Sabanci Plans to Double its Retail Sales PDF Print E-mail
Sunday, 27 April 2008 16:15

Hacı Ömer Sabancı Holding, Carrefour's partner in Turkey, is seeking to double sales in its retail business to YTL 7 billion ($5.5 billion) by the end of 2010, according to the head of Sabancı's retail group.

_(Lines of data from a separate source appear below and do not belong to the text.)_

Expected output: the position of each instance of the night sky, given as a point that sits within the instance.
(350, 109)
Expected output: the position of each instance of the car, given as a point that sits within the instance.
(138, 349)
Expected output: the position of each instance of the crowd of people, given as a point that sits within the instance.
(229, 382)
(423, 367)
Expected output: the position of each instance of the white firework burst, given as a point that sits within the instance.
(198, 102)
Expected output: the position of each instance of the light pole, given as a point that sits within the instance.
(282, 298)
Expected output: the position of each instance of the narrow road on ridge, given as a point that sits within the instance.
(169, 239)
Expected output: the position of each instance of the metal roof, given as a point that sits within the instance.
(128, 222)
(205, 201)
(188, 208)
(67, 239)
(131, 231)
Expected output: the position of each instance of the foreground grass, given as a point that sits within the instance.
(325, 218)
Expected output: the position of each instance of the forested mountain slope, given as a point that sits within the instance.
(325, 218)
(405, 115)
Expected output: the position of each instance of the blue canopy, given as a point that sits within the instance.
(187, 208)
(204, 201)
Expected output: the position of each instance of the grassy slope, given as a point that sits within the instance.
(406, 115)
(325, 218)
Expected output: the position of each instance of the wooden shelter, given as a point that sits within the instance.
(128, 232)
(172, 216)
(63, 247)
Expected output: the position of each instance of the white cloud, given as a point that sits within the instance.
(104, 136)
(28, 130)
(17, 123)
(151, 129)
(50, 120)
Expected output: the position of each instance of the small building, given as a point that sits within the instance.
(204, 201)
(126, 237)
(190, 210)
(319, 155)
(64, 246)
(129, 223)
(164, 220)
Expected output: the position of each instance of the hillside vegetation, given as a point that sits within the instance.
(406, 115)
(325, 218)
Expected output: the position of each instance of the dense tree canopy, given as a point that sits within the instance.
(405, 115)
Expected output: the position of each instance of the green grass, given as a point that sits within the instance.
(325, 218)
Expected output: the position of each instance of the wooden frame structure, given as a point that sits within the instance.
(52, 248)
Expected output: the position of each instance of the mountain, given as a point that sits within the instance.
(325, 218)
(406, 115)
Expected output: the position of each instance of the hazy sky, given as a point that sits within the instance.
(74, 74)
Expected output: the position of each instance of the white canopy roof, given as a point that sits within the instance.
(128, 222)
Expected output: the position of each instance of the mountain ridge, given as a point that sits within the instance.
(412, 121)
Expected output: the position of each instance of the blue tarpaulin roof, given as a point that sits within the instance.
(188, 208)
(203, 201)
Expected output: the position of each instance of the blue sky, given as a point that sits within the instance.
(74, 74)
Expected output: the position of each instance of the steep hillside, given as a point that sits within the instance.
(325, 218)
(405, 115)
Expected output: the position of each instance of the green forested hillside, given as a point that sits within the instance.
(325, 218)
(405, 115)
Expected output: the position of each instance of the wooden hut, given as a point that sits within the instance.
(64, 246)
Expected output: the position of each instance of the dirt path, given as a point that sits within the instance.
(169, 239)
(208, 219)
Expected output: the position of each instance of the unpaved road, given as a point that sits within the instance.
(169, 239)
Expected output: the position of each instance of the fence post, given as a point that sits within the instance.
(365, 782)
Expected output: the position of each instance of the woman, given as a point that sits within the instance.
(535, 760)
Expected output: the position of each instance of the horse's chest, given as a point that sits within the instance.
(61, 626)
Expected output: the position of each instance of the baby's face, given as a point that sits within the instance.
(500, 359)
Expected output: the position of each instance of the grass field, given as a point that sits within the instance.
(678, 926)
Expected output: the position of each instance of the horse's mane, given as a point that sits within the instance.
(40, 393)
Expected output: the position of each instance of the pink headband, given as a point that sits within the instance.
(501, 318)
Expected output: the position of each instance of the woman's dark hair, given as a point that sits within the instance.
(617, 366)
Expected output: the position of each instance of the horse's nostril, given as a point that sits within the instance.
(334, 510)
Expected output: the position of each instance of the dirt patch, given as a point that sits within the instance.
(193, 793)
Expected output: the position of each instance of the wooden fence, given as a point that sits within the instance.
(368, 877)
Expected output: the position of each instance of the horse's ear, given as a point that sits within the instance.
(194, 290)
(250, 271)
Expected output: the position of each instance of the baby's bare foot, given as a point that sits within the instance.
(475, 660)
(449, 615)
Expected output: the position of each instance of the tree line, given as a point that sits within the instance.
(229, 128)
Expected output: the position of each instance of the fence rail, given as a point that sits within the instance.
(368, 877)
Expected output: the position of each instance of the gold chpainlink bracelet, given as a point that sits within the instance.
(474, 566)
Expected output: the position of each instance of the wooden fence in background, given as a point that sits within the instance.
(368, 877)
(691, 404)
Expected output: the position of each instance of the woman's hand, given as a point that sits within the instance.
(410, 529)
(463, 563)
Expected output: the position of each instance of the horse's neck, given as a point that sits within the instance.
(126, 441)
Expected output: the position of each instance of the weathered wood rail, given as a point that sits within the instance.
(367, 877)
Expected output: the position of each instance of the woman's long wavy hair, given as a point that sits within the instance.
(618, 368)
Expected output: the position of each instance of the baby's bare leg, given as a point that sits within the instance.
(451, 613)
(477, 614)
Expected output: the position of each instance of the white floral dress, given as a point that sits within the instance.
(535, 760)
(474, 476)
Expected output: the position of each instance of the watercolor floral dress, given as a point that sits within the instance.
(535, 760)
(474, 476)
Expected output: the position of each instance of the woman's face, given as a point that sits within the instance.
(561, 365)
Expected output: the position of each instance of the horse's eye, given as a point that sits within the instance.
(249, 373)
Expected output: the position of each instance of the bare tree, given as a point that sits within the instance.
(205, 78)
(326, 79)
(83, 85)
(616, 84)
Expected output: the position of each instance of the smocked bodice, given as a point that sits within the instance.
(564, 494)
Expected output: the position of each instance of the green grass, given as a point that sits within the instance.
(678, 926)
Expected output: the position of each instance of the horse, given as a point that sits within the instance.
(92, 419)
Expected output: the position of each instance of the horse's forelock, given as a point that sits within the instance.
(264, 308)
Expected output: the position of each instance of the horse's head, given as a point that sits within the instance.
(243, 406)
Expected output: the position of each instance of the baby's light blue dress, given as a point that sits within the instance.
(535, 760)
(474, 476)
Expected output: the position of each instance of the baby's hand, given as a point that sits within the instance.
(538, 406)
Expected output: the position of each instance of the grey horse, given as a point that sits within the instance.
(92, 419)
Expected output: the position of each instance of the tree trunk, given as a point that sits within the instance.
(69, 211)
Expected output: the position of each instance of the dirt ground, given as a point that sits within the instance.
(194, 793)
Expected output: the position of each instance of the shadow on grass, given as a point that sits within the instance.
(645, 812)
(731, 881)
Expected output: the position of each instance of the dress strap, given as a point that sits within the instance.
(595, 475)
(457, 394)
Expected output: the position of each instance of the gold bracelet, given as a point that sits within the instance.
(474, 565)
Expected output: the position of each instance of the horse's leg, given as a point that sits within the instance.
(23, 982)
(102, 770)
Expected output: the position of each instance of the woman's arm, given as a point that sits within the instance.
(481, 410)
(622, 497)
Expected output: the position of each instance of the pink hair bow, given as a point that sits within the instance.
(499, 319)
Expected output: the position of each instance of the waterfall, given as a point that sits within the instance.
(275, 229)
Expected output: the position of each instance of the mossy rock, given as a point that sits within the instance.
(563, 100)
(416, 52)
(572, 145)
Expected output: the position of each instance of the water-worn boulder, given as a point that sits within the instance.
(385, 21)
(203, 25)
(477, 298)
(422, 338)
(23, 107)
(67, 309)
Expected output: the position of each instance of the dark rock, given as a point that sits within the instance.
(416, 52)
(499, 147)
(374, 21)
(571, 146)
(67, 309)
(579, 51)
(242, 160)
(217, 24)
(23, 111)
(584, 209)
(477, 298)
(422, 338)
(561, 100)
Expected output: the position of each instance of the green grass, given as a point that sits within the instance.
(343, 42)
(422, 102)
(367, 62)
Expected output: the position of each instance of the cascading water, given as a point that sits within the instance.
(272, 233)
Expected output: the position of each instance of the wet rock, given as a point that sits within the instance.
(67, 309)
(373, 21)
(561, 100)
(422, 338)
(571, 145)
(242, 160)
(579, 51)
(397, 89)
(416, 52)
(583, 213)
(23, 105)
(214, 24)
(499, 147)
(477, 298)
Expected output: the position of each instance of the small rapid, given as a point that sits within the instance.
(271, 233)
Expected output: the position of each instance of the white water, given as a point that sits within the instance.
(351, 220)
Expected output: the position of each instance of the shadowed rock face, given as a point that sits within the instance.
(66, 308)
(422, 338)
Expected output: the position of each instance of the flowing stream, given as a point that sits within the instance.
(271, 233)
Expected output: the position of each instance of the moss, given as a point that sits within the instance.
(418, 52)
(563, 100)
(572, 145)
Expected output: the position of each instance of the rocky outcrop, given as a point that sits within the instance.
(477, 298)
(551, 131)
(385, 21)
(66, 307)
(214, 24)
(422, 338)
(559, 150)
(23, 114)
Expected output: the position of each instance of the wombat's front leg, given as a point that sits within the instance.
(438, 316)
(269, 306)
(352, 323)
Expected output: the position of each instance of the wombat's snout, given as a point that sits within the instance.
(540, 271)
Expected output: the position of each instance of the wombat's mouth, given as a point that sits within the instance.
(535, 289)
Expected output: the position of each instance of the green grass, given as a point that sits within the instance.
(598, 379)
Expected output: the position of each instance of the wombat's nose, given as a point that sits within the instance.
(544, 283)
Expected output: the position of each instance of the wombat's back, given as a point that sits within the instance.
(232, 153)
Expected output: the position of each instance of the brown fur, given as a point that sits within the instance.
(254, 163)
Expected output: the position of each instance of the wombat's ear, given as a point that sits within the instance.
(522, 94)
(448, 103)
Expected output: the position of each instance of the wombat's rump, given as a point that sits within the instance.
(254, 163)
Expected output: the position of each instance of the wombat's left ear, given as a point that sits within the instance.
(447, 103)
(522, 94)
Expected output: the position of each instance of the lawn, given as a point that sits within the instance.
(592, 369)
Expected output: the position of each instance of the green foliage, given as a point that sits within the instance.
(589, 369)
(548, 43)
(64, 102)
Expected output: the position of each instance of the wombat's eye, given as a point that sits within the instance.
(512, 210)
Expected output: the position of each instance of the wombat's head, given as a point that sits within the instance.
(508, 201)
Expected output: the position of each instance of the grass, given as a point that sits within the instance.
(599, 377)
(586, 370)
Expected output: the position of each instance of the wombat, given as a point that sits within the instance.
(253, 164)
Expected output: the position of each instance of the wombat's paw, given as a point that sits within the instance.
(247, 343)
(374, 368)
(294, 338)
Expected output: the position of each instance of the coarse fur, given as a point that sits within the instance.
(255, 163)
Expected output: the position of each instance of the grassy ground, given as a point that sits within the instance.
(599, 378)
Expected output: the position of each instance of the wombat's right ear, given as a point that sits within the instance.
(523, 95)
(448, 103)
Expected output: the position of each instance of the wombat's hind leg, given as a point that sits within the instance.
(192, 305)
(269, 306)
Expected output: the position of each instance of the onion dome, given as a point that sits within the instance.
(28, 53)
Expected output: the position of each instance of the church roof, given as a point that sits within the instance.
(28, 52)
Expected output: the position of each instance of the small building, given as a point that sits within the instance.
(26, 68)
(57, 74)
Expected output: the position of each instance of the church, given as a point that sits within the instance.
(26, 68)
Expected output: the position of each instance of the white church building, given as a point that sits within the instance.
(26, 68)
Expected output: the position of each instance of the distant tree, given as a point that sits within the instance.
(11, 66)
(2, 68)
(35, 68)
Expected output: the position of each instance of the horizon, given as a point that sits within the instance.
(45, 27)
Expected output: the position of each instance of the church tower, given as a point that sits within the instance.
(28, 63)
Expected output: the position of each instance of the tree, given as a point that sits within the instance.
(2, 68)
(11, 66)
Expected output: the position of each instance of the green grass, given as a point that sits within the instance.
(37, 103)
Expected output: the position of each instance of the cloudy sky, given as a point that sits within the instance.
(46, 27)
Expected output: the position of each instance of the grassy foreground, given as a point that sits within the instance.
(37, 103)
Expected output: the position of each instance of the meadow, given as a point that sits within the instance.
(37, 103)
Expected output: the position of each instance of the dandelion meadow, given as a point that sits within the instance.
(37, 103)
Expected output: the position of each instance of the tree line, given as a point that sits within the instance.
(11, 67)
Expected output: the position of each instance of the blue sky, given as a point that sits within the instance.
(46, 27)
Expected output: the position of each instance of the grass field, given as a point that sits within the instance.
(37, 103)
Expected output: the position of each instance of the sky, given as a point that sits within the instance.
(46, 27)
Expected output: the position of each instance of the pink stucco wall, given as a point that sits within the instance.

Sabancı is planning to invest YTL 600 million in its retail businesses, including its supermarket chain with Carrefour, its low-cost grocery chain with Spain's Dia and its electronics store TeknoSA by 2010, Haluk Dinçer told reporters in Istanbul Friday.

 

Sabancı is planning to expand its workforce in its three retail businesses by 54 percent to 20,000 and add 400 new outlets to increase the total to 1,300, Dinçer said.

 

The size of the Turkish retail industry is expected to increase to $237 billion by the end of 2010, compared to about $168 billion in 2007, he said. Only 35 percent of the total business is done through major companies, according to Dinçer.

  

Calling off Migros:

 

Carrefour Sabancı Ticaret Merkezi, Carrefour's Turkish venture with Sabancı, has decided to grow by opening more stores after it dropped a bid to buy Turkey's largest supermarket chain, Migros Türk, in February.

 

“We had two options, either to buy Migros or to grow organically,” Dinçer said. “We chose the second one, as the seller's price expectations were above our calculations. We are interested in buying local grocery chains and we will be very active and aggressive in achieving that target.”

 

BC Partners, a London-based buyout firm, on Feb. 14 agreed to buy 51 percent of Migros Türk for YTL 1.98 billion ($1.7 billion) from Koç Holding in the country's biggest-ever leveraged buyout – the acquisition of a company using a significant amount of borrowed money.

 

Sabancı and Carrefour currently run 20 hypermarkets, 102 express supermarkets and 525 low-cost grocery markets, Dinçer said. Sabancı also owns electronic goods stores in 57 cities in Turkey, he noted.

  

Partner for TeknoSA:

 

Sabancı may sell a stake in TeknoSA to a “strategic partner if a suitable buyer is found,” Dinçer said. The electronic goods industry grew to 5 billion euros last year and TeknoSA had YTL 900 million of sales in 2007, he added.

 

The political tension that began after prosecutors filed a lawsuit on March 14, seeking a five-year ban on Prime Minister Recep Tayyip Erdoğan and the closing down of his Justice and Development Party (AKP) for anti-secular activities, affected the retail industry's growth negatively, Dinçer said.

 

The retail business in the first quarter grew 14 percent more than it did in the same period a year earlier, according to Dinçer. In March this growth slowed down to 10 percent, he said. “The sales grew as much as inflation even though retailers added 25 percent more stores in the period.”